Investigating the practicality of using OpenCL to accelerate AES and DES Encryption and Decryption by leveraging the GPU engines of the APU, reveals a realm of possibilities for exploiting parallelism on hybrid processors.

Microprocessor designs are trending in favor of a higher number of cores per socket versus increased clock speed. Increasingly, more cores are being integrated on the same die to fully take advantage of high-speed interconnects for interprocessor communications. Companies like Advanced Micro Devices (AMD) are innovating high-performance computing by integrating graphics with x86 CPUs to create what AMD refers to as Accelerated Processing Units (APUs).

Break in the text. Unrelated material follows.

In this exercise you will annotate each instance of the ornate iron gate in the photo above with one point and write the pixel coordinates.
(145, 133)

The advent of the APU creates opportunities for designers to develop solutions not possible a few years ago. These solutions utilize multiple languages and execute across hardware execution domain to enable a wide variety of new applications. One such application is the use of GPU resources as a massively parallel “off-load” engine for computationally intense algorithms in security and networking.

While the results for each of the algorithms differed slightly on both the CPU (blue lines) and GPU (red lines), the overall trend for each was very consistent. It is clear that when the network traffic load was relatively light—meaning that there were not many concurrent threads required to support the algorithm—the CPUs were more than adequate and in fact more efficient than using OpenCL and the GPU cores. However, as the workload and number of concurrent threads increased, the OpenCL and GPU proved to be a significantly better solution.

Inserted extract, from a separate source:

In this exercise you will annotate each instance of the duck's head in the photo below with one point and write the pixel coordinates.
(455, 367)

The beauty of the APU-based architecture is that it allows the designer to decide when and if to use the GPU resources and how.

By: Tomi Engdahl

Tomi Engdahl — Tue, 05 Mar 2013 08:55:32 +0000

OpenCL drivers discovered on Nexus 4 and Nexus 10 devices
http://www.anandtech.com/show/6804/opencl-drivers-discovered-on-nexus-4-and-nexus-10-devices

Companies such as AMD, Intel and Nvidia have been shipping OpenCL drivers on the desktop for some time now. On the mobile side, vendors such as ARM, Imagination, Qualcomm, Samsung and TI have been promising OpenCL on mobile and often show off demos using OpenCL. Drivers from vendors such as ARM, Qualcomm and Imagination have also passed official conformance tests, certifying that they do have working drivers in at least development firmwares.

However, none of the vendors have publically announced whether or not they are already shipping OpenCL in stock firmware on any device.

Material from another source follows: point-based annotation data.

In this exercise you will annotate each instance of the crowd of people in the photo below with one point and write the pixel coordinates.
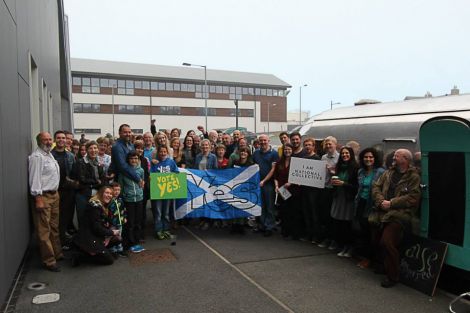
(365, 209)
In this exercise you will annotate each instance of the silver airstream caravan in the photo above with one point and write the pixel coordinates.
(385, 126)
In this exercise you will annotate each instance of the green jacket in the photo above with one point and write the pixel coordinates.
(405, 203)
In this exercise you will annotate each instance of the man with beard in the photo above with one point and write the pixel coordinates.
(44, 178)
(296, 142)
(66, 161)
(119, 153)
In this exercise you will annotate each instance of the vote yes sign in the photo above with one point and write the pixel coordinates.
(168, 186)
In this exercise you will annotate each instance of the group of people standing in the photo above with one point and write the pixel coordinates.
(364, 209)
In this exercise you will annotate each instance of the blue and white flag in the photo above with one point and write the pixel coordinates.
(221, 194)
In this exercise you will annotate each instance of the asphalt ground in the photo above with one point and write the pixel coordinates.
(214, 271)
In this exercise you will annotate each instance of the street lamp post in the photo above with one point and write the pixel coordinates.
(300, 103)
(112, 102)
(236, 113)
(205, 91)
(269, 116)
(332, 104)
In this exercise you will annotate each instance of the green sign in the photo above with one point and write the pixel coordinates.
(168, 186)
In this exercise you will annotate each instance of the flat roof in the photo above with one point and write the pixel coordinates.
(182, 73)
(449, 103)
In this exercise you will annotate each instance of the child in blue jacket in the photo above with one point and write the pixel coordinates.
(133, 194)
(161, 208)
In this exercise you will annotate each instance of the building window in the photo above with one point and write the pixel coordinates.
(86, 108)
(170, 110)
(104, 82)
(246, 113)
(77, 81)
(210, 111)
(130, 109)
(112, 83)
(87, 130)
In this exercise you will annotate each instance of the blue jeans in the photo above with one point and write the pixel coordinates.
(81, 203)
(161, 209)
(268, 215)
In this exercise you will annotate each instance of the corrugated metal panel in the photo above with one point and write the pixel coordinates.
(174, 72)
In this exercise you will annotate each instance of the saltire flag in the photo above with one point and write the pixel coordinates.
(221, 194)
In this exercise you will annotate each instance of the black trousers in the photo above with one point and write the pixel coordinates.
(66, 212)
(325, 220)
(134, 223)
(144, 217)
(310, 212)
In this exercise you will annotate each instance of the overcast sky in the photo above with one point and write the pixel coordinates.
(344, 50)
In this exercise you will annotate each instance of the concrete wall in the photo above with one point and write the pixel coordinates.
(142, 121)
(30, 100)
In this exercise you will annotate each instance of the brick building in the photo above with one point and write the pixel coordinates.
(174, 96)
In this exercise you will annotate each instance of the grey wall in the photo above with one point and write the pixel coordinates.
(27, 27)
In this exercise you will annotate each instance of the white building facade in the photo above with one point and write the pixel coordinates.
(107, 94)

However, recently we have seen several stories that OpenCL drivers are in fact present on both Nexus 4 and Nexus 10 stock firmware.

By: Tomi

Tomi — Sat, 09 Feb 2013 22:12:28 +0000

Fall Fury: Part 2 – Shaders
http://channel9.msdn.com/coding4fun/articles/Fall-Fury-Part-2-Shaders

In simple terms, shaders are small programs that are executed on the Graphical Processing Unit (GPU) instead of the Central Processing Unit (CPU). In recent years, we’ve seen a major spike in the capabilities of graphic devices, allowing hardware manufacturers to design an execution layer tied to the GPU, therefore being able to target device-specific manipulations to a highly optimized unit. Shaders are not used for simple calculations, but rather for image processing. For example, a shader can be used to adjust image lighting or colors.

Modern GPUs give access to the rendering pipeline that allows developers to execute arbitrary image processing code.

vertex shaders translate the coordinates of a vector in 3D space in relation to the 2D frame. Vertex shaders are executed one time per vector passed to the GPU.

Pixel shaders – these programs are executed on the GPU in relation to every passed pixel
if you want specific pixels adjusted for lighting or 3D bump mapping, a pixel shader can provide the desired effect for a surface.

Geometry shaders – these shaders are the next progression from vertex shaders, introduced with DirectX 10. The developer is able to pass specific primitives as input and either have the output represent the modified version of what was passed to the program or have new primitives, such as triangles, be generated as a result. Geometry shaders are always executed on post-vertex processing in the rendering pipeline.